Nella fattispecie, è stata riconosciuta la sua validità visto che gli appellanti accusavano una prassi generalizzata di violazione dei termini procedimentali da parte delle Questure. La sentenza emessa, a questo punto, non interessa il singolo caso, ma dà delle indicazioni di massima affinché le amministrazioni pongano rimedio alla prassi di violazione del termine per la conclusione della procedura. Ovviamente la Corte esamina a fondo la questione, in modo tale di dare un tempo consono alla P.A. per emettere i provvedimenti richiesti, tenendo conto della adeguatezza delle risorse strumentali, finanziarie ed umane che quest’ultima ha a disposizione.
Nell’atto del ricorso, inoltre, gli appellanti chiedevano anche di ottenere una interpretazione unificata della giurisprudenza amministrativa su tutto il territorio nazionale per quanto riguarda il rilascio del permesso di soggiorno CE anche per i familiare del richiedente, anche se essi non hanno maturato il requisito ultraquinquennale di soggiorno regolare nel Paese. In questo caso, l’azione collettiva pubblica non può essere ammessa, perché un tale provvedimento risulterebbe invadente nei confronti del potere legislativo, unico di titolare della facoltà di interpretazione delle norme di legge.

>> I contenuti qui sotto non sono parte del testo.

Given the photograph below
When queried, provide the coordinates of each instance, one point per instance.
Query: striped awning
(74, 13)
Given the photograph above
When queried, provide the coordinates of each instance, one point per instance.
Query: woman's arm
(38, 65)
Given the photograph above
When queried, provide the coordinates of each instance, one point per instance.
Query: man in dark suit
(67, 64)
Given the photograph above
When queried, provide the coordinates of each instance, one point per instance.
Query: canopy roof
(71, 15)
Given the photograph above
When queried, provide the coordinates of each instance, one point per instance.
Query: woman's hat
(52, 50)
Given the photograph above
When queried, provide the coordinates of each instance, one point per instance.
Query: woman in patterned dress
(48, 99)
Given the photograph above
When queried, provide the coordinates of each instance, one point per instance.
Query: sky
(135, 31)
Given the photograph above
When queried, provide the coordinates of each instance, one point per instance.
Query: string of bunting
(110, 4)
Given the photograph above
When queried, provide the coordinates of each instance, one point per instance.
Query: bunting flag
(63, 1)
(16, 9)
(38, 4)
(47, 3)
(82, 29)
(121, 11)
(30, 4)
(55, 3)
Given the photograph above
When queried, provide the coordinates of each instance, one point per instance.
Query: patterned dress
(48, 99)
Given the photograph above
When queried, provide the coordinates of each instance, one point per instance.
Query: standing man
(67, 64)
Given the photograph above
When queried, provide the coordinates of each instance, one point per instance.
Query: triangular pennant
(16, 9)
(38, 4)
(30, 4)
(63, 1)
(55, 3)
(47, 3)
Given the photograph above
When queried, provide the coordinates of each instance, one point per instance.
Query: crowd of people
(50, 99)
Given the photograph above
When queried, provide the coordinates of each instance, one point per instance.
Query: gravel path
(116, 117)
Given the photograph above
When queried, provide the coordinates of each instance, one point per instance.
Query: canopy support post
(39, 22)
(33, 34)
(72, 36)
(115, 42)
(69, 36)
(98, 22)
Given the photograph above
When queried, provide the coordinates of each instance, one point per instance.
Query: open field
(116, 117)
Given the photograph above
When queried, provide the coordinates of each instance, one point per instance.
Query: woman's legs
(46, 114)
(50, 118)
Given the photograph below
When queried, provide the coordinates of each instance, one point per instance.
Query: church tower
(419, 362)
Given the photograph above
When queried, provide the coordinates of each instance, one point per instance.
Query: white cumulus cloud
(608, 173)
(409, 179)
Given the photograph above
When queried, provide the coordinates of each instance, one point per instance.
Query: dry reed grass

In conclusione, il TAR Lazio ha chiesto all’amministrazione interessata a provvedere opportunamente, entro un anno dell’emissione della sentenza, a correggere la problematica dei termini di conclusione del procedimento per il rilascio del titolo di soggiorno in oggetto, tenendo conto dei limiti delle risorse già assegnate evitando, quindi, di incombere ulteriori oneri per la finanza pubblica.